Marines venerate their devoted corpsmen.

"A good corpsman knows how to calm the situation so that the Marine being treated and those around him don't freak out," said Golf Company's Sgt. David Jones, 27, of Washington, D.C. "He knows medicine, but he also knows his Marines and how to keep them from panicking."

Corpsmen are an anomaly on the battlefield. They carry a 9-mm pistol to protect themselves and their patients, but they are considered noncombatants. Yet their status as healers has done little to protect them.

Of the estimated 50 corpsmen in the battalion, seven have been wounded, two of them seriously. (Marines don't disclose numbers, but an average-sized battalion is about 900 troops.)

This month a corpsman riding in a convoy nearly lost his arm to a roadside bomb. His military career might be over, and he might never regain the full use of his limb.

Several have had close calls.

A mortar hit at the feet of one corpsman and failed to explode. Another had a dud hand grenade bounce off his vehicle while he was loading wounded troops. Another was saved when shrapnel from a mortar destroyed his medical bag but spared him.

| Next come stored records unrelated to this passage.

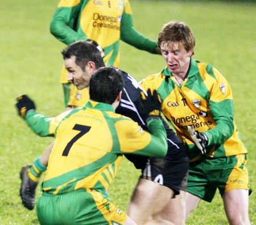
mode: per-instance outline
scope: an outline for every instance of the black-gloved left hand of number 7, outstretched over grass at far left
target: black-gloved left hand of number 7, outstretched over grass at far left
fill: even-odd
[[[19,116],[22,118],[26,117],[27,111],[33,109],[35,110],[35,103],[27,95],[20,95],[17,97],[16,109]]]

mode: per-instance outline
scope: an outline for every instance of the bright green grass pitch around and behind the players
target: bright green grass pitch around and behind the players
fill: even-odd
[[[57,0],[2,0],[0,14],[0,224],[39,224],[36,212],[26,210],[19,198],[19,171],[47,147],[51,138],[39,138],[16,115],[19,94],[30,95],[38,111],[56,116],[64,111],[59,84],[64,44],[49,33]],[[196,36],[194,58],[217,67],[233,88],[235,119],[249,150],[250,186],[256,191],[255,138],[255,31],[256,4],[246,1],[130,0],[135,27],[156,39],[170,20],[182,20]],[[164,67],[160,56],[121,45],[121,69],[140,80]],[[110,189],[112,201],[126,210],[139,176],[123,160]],[[40,190],[38,189],[38,196]],[[256,224],[256,195],[250,196],[251,224]],[[194,224],[228,224],[218,193],[212,203],[201,202],[187,221]]]

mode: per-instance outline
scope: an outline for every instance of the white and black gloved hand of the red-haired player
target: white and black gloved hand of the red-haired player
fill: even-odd
[[[194,130],[192,126],[188,126],[188,132],[193,142],[195,142],[196,146],[201,150],[202,154],[207,154],[207,150],[205,148],[205,146],[208,145],[207,135]]]

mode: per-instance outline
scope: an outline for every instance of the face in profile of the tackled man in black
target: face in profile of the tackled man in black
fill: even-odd
[[[85,71],[82,71],[81,67],[76,64],[75,56],[65,59],[64,65],[68,71],[68,81],[72,82],[77,89],[81,90],[89,86],[92,71],[88,68],[88,66],[85,66]]]

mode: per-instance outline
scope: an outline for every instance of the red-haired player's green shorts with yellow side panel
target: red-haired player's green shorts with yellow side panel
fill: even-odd
[[[204,158],[189,164],[187,192],[211,202],[216,189],[221,196],[234,189],[249,189],[247,155]]]

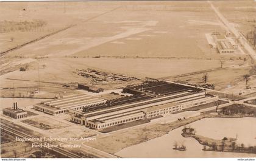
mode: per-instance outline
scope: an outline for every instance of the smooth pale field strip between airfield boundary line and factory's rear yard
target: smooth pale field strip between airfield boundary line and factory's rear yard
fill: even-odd
[[[45,64],[46,67],[41,66]],[[198,66],[198,64],[200,64]],[[13,79],[38,80],[38,65],[40,66],[40,81],[74,82],[85,81],[85,78],[75,74],[76,69],[96,68],[110,72],[126,74],[135,77],[165,77],[169,75],[183,74],[198,70],[219,67],[218,60],[165,60],[165,59],[141,59],[141,58],[51,58],[35,61],[25,72],[15,71],[2,75],[2,86],[13,85]],[[16,81],[26,87],[28,82]],[[16,84],[15,83],[15,84]],[[37,85],[37,82],[31,82]],[[32,85],[29,83],[30,85]]]

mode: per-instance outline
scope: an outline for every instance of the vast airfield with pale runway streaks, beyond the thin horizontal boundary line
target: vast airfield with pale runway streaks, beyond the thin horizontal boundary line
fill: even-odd
[[[224,31],[207,2],[51,2],[50,6],[16,2],[0,9],[3,20],[40,19],[46,23],[41,32],[77,24],[9,56],[212,57],[216,53],[210,51],[205,32]],[[7,10],[12,14],[6,15]],[[2,45],[16,46],[24,41],[15,35],[33,39],[41,32],[8,32]]]

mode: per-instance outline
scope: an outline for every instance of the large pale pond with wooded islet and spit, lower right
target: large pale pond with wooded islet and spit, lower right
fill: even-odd
[[[256,145],[256,118],[204,118],[187,126],[195,128],[196,134],[205,137],[222,139],[238,135],[238,143],[244,143],[245,146]],[[256,154],[202,151],[203,146],[196,139],[182,137],[182,128],[124,148],[115,154],[121,157],[256,157]],[[172,149],[175,141],[187,146],[187,151]]]

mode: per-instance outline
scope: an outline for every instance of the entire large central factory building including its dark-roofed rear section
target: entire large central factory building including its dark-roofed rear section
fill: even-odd
[[[218,97],[207,95],[202,89],[165,81],[128,86],[123,92],[133,95],[108,100],[105,104],[85,106],[84,112],[73,115],[71,120],[93,129],[102,129],[218,100]]]

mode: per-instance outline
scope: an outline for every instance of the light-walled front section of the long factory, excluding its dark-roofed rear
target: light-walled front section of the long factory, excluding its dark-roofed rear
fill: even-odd
[[[158,117],[185,108],[217,101],[218,97],[206,95],[205,92],[173,94],[166,100],[163,97],[140,101],[113,108],[73,115],[71,120],[93,129],[108,128],[144,118]]]

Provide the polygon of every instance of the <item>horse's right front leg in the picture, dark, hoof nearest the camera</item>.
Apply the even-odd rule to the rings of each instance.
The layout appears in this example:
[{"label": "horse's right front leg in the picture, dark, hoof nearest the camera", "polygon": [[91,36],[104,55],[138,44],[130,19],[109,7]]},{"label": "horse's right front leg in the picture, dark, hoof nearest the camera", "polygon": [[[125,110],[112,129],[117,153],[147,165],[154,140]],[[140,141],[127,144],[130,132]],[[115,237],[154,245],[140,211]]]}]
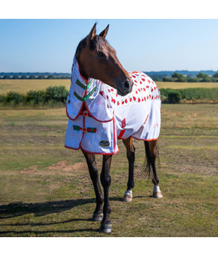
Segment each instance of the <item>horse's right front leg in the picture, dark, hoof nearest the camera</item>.
[{"label": "horse's right front leg in the picture, dark, hoof nearest the camera", "polygon": [[112,231],[111,219],[109,218],[109,215],[111,214],[111,206],[109,203],[109,188],[111,185],[111,175],[110,175],[111,160],[112,160],[111,154],[104,155],[101,176],[100,176],[101,184],[104,187],[104,207],[103,207],[104,217],[103,217],[103,220],[101,221],[101,227],[99,229],[99,232],[102,232],[102,233],[110,233]]}]

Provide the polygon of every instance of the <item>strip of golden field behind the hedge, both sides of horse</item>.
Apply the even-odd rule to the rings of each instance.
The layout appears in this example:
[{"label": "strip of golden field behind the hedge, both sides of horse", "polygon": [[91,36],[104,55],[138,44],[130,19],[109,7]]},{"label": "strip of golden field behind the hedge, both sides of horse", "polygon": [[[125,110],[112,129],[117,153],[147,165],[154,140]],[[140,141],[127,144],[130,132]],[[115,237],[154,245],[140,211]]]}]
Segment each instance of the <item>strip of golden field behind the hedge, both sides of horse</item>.
[{"label": "strip of golden field behind the hedge, both sides of horse", "polygon": [[[218,87],[218,83],[171,83],[171,82],[156,82],[160,88],[172,88],[172,89],[183,89],[183,88],[195,88],[205,87],[212,88]],[[67,90],[70,89],[71,81],[69,79],[31,79],[31,80],[20,80],[20,79],[6,79],[0,80],[0,95],[5,94],[11,90],[15,90],[19,93],[26,93],[29,90],[42,90],[50,86],[64,85]]]}]

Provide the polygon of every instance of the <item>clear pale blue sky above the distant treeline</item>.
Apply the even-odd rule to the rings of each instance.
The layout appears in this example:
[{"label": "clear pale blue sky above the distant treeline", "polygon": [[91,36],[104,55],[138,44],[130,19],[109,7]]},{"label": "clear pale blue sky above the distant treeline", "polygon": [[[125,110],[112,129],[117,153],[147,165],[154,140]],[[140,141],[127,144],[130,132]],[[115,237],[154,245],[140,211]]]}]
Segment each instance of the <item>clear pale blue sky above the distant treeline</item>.
[{"label": "clear pale blue sky above the distant treeline", "polygon": [[98,21],[127,71],[218,70],[218,20],[0,20],[0,72],[71,72]]}]

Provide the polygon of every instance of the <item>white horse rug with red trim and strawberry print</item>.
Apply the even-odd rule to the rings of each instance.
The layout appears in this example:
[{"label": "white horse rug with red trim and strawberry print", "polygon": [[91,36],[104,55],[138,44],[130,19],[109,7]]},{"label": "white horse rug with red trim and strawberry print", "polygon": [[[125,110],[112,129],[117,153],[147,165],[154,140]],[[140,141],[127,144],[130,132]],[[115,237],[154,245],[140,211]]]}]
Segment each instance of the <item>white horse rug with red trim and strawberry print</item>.
[{"label": "white horse rug with red trim and strawberry print", "polygon": [[[117,154],[117,139],[130,136],[155,140],[160,131],[160,92],[143,72],[130,72],[132,92],[119,96],[117,90],[99,80],[80,75],[77,60],[71,69],[67,98],[68,127],[65,147],[92,154]],[[82,111],[83,106],[86,111]]]}]

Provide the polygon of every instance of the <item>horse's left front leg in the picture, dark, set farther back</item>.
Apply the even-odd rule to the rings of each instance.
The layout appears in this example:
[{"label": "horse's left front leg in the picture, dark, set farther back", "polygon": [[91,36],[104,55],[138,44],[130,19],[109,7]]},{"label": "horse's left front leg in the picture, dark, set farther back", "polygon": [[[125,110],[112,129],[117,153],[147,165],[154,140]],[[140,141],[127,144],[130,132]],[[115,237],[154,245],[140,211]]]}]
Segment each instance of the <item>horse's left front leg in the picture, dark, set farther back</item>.
[{"label": "horse's left front leg in the picture, dark, set farther back", "polygon": [[103,219],[102,204],[103,204],[104,198],[101,192],[95,154],[89,154],[83,151],[83,155],[86,157],[86,162],[89,168],[89,175],[90,175],[90,178],[92,179],[92,184],[94,186],[95,198],[96,198],[96,208],[95,208],[95,212],[92,215],[91,220],[101,221]]}]

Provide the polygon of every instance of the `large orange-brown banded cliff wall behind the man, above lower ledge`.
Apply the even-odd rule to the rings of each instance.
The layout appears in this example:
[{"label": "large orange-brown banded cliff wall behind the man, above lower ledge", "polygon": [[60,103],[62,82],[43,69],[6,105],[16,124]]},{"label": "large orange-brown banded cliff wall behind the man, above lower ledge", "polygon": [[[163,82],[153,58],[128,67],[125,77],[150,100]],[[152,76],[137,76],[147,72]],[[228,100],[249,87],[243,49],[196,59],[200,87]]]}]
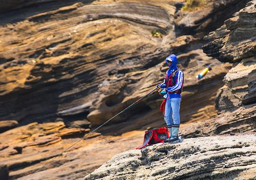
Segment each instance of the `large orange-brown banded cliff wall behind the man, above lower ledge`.
[{"label": "large orange-brown banded cliff wall behind the man, above lower ledge", "polygon": [[[3,13],[1,120],[15,119],[20,124],[62,120],[66,125],[89,120],[92,126],[98,125],[161,82],[167,70],[163,61],[170,53],[179,55],[178,66],[186,77],[182,121],[213,117],[212,100],[230,65],[206,57],[201,36],[176,32],[175,5],[169,1],[51,1]],[[222,10],[214,3],[205,11],[209,8],[216,13]],[[207,19],[203,13],[197,18]],[[152,30],[164,37],[152,37]],[[205,65],[214,71],[197,81]],[[157,99],[154,96],[113,122],[146,116],[152,110],[158,118],[161,100],[155,103]]]}]

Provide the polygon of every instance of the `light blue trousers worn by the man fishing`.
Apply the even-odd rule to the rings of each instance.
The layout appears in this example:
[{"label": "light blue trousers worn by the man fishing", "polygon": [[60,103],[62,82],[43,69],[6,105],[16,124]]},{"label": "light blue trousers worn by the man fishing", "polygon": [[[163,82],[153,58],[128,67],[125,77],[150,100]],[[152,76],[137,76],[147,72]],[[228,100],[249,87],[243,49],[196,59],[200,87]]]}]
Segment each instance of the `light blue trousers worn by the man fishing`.
[{"label": "light blue trousers worn by the man fishing", "polygon": [[165,104],[165,122],[167,126],[180,124],[180,102],[181,98],[172,98],[166,100]]}]

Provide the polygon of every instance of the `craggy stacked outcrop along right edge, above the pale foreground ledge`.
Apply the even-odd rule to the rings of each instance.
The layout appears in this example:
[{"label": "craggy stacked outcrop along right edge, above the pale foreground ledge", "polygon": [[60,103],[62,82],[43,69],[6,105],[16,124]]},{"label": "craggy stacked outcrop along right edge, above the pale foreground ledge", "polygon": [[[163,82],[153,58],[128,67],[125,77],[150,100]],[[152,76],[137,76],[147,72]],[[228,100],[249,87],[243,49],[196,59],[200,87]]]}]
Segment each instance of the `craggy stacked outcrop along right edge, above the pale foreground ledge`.
[{"label": "craggy stacked outcrop along right edge, above the pale foreground ledge", "polygon": [[[205,37],[203,50],[208,56],[222,62],[232,62],[233,67],[224,77],[225,85],[217,93],[215,106],[219,116],[199,122],[199,134],[255,132],[256,121],[256,56],[255,19],[256,1],[251,1],[234,17],[225,21],[220,29]],[[186,132],[190,130],[187,129]],[[192,133],[193,134],[193,133]],[[194,134],[198,136],[199,134]],[[208,133],[205,133],[208,134]]]}]

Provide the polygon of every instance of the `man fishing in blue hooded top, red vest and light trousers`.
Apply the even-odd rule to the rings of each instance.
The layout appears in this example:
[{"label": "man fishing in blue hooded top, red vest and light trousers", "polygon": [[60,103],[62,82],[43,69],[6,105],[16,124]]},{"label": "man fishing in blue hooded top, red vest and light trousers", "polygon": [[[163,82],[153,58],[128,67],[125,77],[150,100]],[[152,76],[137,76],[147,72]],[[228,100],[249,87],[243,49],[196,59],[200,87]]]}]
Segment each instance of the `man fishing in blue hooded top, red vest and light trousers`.
[{"label": "man fishing in blue hooded top, red vest and light trousers", "polygon": [[165,100],[161,104],[160,110],[163,111],[164,119],[169,130],[169,138],[164,142],[176,142],[179,140],[180,103],[184,74],[176,66],[176,55],[171,54],[165,61],[169,66],[169,69],[165,74],[164,83],[158,85],[160,93],[165,94]]}]

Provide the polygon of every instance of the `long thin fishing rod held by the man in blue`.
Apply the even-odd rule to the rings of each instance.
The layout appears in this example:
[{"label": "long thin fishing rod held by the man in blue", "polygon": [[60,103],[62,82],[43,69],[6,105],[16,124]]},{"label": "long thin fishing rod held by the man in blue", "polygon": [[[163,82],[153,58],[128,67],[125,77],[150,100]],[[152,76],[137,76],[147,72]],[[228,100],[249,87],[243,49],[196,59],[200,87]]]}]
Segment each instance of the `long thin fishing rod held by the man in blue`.
[{"label": "long thin fishing rod held by the man in blue", "polygon": [[[163,84],[160,84],[163,85]],[[128,107],[126,107],[124,110],[122,110],[121,112],[119,112],[118,114],[116,114],[115,116],[113,116],[112,118],[110,118],[109,120],[105,121],[103,124],[101,124],[98,128],[96,128],[95,130],[91,131],[90,133],[88,133],[87,135],[85,135],[82,139],[80,139],[79,141],[75,142],[72,146],[66,148],[62,153],[60,153],[59,155],[57,155],[56,157],[52,158],[49,162],[47,162],[45,165],[43,165],[43,167],[39,168],[38,170],[36,170],[33,174],[37,173],[39,170],[42,170],[46,165],[50,164],[52,161],[54,161],[56,158],[58,158],[59,156],[63,155],[66,151],[68,151],[69,149],[71,149],[73,146],[75,146],[77,143],[79,143],[82,140],[85,140],[86,137],[88,137],[91,133],[95,132],[96,130],[100,129],[101,127],[103,127],[107,122],[111,121],[112,119],[114,119],[116,116],[118,116],[119,114],[122,114],[123,112],[125,112],[127,109],[129,109],[130,107],[132,107],[133,105],[141,102],[141,100],[143,98],[145,98],[147,95],[150,95],[151,93],[153,93],[155,90],[158,89],[158,87],[160,86],[156,86],[155,89],[153,89],[152,91],[150,91],[149,93],[147,93],[146,95],[142,96],[140,99],[138,99],[136,102],[132,103],[131,105],[129,105]],[[155,94],[154,94],[155,95]],[[153,95],[151,95],[153,96]],[[151,97],[150,96],[150,97]],[[148,97],[148,98],[150,98]],[[147,98],[146,98],[147,99]],[[145,100],[146,100],[145,99]],[[24,180],[29,179],[33,174],[30,174],[28,177],[26,177]]]}]

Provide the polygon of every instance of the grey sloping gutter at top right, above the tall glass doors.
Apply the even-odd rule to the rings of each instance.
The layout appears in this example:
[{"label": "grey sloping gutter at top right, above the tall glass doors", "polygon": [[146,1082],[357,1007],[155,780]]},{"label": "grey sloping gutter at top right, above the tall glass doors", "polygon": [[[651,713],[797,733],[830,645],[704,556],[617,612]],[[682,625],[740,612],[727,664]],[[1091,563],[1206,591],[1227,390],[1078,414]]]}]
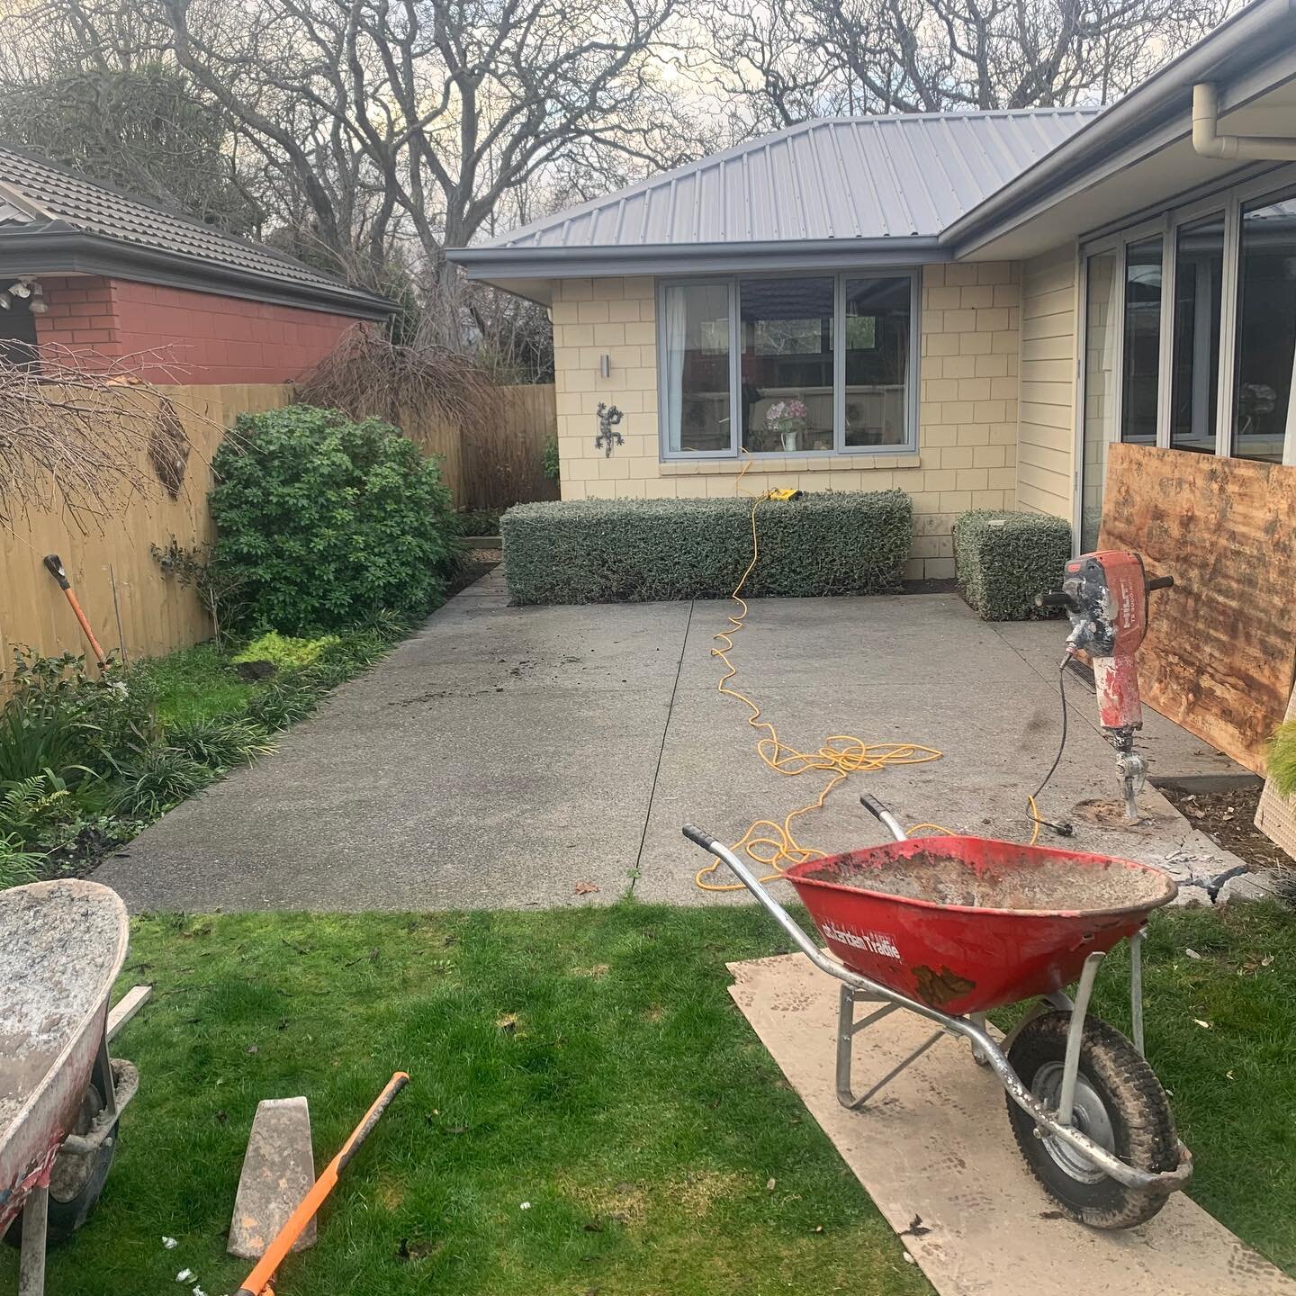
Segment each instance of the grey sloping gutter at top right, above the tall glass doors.
[{"label": "grey sloping gutter at top right, above the tall glass doors", "polygon": [[[940,235],[941,245],[960,255],[977,242],[998,236],[1003,232],[1001,227],[1010,224],[1029,202],[1095,170],[1095,163],[1109,161],[1120,148],[1148,136],[1168,118],[1175,119],[1175,136],[1190,135],[1191,119],[1186,109],[1192,84],[1220,79],[1221,65],[1229,60],[1249,56],[1255,61],[1265,52],[1283,52],[1291,43],[1284,47],[1278,34],[1293,18],[1296,0],[1253,0],[1010,184],[955,220]],[[1182,122],[1177,121],[1179,117]]]}]

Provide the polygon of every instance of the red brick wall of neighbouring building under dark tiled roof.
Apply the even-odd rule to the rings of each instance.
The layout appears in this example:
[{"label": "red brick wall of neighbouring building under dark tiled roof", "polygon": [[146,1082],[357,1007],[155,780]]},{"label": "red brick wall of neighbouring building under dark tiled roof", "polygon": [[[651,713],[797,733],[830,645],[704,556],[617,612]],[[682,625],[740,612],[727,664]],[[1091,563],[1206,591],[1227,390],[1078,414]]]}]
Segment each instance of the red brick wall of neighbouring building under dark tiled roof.
[{"label": "red brick wall of neighbouring building under dark tiled roof", "polygon": [[286,382],[327,355],[355,320],[346,315],[272,306],[97,276],[40,279],[49,310],[36,336],[106,358],[170,354],[170,367],[146,363],[153,382]]}]

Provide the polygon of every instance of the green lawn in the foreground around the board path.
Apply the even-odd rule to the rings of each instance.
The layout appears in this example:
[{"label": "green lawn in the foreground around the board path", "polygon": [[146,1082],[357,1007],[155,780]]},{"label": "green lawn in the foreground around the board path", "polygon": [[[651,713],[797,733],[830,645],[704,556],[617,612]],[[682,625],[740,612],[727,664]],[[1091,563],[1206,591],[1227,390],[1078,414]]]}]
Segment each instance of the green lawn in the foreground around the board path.
[{"label": "green lawn in the foreground around the board path", "polygon": [[[929,1292],[726,993],[778,949],[749,907],[140,919],[123,985],[154,999],[117,1050],[143,1087],[51,1296],[233,1291],[257,1100],[307,1094],[323,1164],[398,1068],[281,1296]],[[1296,1273],[1296,921],[1160,918],[1147,981],[1194,1195]]]}]

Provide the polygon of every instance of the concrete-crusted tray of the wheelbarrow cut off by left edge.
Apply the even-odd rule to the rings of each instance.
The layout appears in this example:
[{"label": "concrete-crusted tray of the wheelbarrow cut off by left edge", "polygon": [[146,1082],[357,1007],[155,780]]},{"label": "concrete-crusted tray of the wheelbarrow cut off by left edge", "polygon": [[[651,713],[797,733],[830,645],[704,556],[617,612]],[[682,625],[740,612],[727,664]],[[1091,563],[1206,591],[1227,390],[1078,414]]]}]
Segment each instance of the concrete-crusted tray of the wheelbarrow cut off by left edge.
[{"label": "concrete-crusted tray of the wheelbarrow cut off by left edge", "polygon": [[0,892],[0,1235],[76,1124],[128,936],[98,883]]}]

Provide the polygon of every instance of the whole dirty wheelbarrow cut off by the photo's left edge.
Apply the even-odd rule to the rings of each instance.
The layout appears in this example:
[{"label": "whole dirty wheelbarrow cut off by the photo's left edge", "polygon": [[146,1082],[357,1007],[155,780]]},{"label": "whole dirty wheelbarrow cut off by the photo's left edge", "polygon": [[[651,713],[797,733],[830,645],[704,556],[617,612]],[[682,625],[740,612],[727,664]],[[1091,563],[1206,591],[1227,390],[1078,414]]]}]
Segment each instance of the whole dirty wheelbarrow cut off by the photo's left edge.
[{"label": "whole dirty wheelbarrow cut off by the photo's left edge", "polygon": [[22,1247],[19,1296],[44,1290],[47,1236],[93,1209],[139,1089],[135,1067],[108,1056],[127,936],[126,906],[98,883],[0,892],[0,1235]]}]

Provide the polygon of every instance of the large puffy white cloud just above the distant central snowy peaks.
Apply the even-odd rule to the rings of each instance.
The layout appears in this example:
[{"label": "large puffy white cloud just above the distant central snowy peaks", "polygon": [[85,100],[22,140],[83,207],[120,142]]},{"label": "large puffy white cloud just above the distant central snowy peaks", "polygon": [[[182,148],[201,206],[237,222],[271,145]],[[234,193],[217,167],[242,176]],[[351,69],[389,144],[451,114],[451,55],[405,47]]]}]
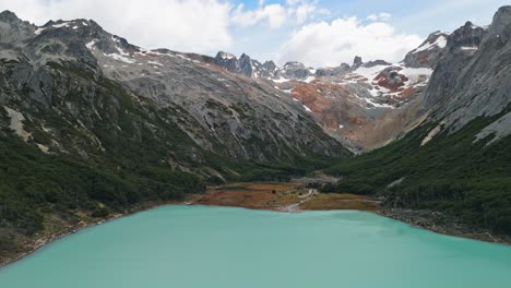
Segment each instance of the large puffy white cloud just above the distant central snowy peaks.
[{"label": "large puffy white cloud just above the distant central snowy peaks", "polygon": [[400,61],[423,39],[417,35],[400,34],[382,22],[363,24],[356,17],[317,22],[293,33],[278,52],[278,62],[301,61],[307,65],[338,65],[352,63],[355,56],[364,60]]}]

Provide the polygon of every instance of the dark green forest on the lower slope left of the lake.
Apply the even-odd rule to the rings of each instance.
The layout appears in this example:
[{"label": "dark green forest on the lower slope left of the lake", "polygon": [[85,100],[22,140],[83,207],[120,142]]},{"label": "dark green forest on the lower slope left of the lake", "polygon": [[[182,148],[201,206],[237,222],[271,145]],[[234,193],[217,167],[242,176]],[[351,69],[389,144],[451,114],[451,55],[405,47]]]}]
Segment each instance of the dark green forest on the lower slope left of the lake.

In another instance, a mortar round landed in the foxhole a corpsman had just left.

"Almost every single line corpsman has a story like that," said Petty Officer 1st Class William Janic, a medical section chief at the aid station at Camp Baharia.

"They've done some awesome things," said Janic, of West Virginia.

Hospitalman Everett Watt, 25, was with Echo Company Marines when they entered Fallujah in April and engaged in street-to-street fighting.

In the city, Watt and other corpsmen routinely braved machine gun and rocket-propelled grenade fire to attend to wounded Marines.

Despite the extreme dangers, Watt said corpsmen cannot hesitate.

"You hear 'corpsman up!' and all you want to know is where they need help," said Watt, from the Bronx. "It's an instinct thing. When I am running to a Marine, I never think about anything except getting there. You don't think about what you did until later. And then you say, 'What the hell did I just do?' It can get crazy."

"You just hope (the injury) isn't as bad as it always is," Watt added quietly.

He names the Marines he's treated and saved. There is a special place in his soul for the three he couldn't, and when he tries to talk about it, he grows silent in mid-sentence.

"There are at least six Marines who are alive because of him," said Lt. Ben Wagner, 27, an Echo platoon leader who grew up in Chula Vista. "He'll never tell you that."

Fear is something that every corpsman has to master to do his job.

"I am always scared, there is no denying that," said Petty Officer 3rd Class Reginald Demapelis, 31, a senior corpsman for Golf Company who said his corpsmen have saved about seven Marines.

"But to be good a corpsman, you have to overcome your fear and concentrate on your job," said Demapelis, who lives in Chula Vista. He immigrated to the United States from Manila, Philippines, in 1992 and was an Army medic before joining the Navy less than two years ago.

"Always concentrate on the welfare of all the people out there," he said. "It's our job to run out there when the mortars are still dropping and the bullets are still flying. You cannot hesitate."

Corpsmen said the death of a Marine is a crushing blow from which they can never truly recover. But they know they must put it behind them.